My perspective broadened, and my situation stopped appearing so black and white.  I remembered I’m a survivor;  Of course, I can handle whatever PTSD throws at me.  It’s sometimes painful, I’m rarely well rested, I startle like the calls are coming from inside the house, and I can’t watch anything with suspense or would frighten a five-year-old.  Additionally, July 1-July 10th, I have to wear noise canceling headphones all day, and earplugs all night.  I used to love fireworks.  Now they’re torture.

It’s also best for me to get out of town when the airshow is going on.  I was in Air Defense Artillery for the first five years of my service.  Nothing moves in the sky when I’m outside without my noticing (and identifying it as friend or foe.)  Probably for the rest of my life.  I used to participate in wargames at 29 Palms, California.  It’s basically the most incredible game of laser tag on earth, (tracked vehicles, copters, aircraft, huge teams,etc.)  While it’s easily in the top five most exciting things I’ve ever done, it also scared the shit out of me several times.  Let’s just say showoff pilots who do flybys of ground troops who are under camo are assholes of enormous proportion.

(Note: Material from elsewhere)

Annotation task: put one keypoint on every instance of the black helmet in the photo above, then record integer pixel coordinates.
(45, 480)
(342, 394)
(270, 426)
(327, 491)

I know what’s coming, and part of me wants to curl up in a ball and cry.  Sigh.  Instead, I’m going to dig deep and find what I need to get through, even if it’s by the skin of my teeth.  (Who thinks of these?)  I have my Wanda Syke’s: I’ma Be Me DVD if things get too bad.  I’m going swimming with some neighbors soon.  They’re Muslim and wear suits that are quite modest.  They gave me one when I asked where to get them.  I have super nice neighbors.  I have it on now, and I like it.  It’s too humid to run outside, which sucks.  But swimming is better for me anyway.  I’m off to focus on fun like there’s a prize.